Monday, December 14, 2009

Random

It has been quite some time since I have updated my blog.
One of the reason is busy.
Another is because I do not know what to write.
Not that my life is not happening,
but it does not seem appropriate to write it here.


This month I started a new job, working half day.
The first week was tough.
At the end of the first week,
all my muscles were in pain.
At the same time,
it is both a sweet and sour experience.


As for the second week,
work seems a bit better.
However, my body knows it well.
My body finally tells me that I truly needed some rest.

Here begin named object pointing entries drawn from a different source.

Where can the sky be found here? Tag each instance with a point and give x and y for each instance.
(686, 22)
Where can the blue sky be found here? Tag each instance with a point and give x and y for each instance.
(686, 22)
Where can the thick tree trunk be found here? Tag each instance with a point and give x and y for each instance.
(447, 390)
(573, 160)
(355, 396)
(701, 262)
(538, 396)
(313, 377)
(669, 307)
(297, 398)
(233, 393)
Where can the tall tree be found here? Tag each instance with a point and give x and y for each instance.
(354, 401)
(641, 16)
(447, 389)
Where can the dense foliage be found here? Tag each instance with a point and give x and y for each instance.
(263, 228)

It is not all because of this new job.
I have other things to do during the other half day.
And recently, the workload seems to get heavier.
On top of that, I am emotionally breakdown.


I have been having many thinking.
Both the negative and positive thinking are fighting against each other.
I am truly tired mentally and physically.


I realized one thing as well.
People not able and hardly understand me.
Some still think that I am the previous me,
where I am actually moved on to another level.
Some misunderstood me.
Some just see me another way.
Why is it so?
Someone told me because I am a deep thinker.
Some may say because I hardly share my thoughts.
And so on and so forth.


In my view,
if someone does not take his/her time to try to listen to me and understand me,
then I will give up on explaining to them.
There's no point to share,
when the other party is not willing to listen with their heart.
And it is not really hard to make me share my thoughts,
if you show that you do really care.
However, I see that my "love tank" is in low level.


How long will I be able to sustain?
Will I end up saying I just want to give up?
What's next?


p/s: Just a random post of my random thoughts.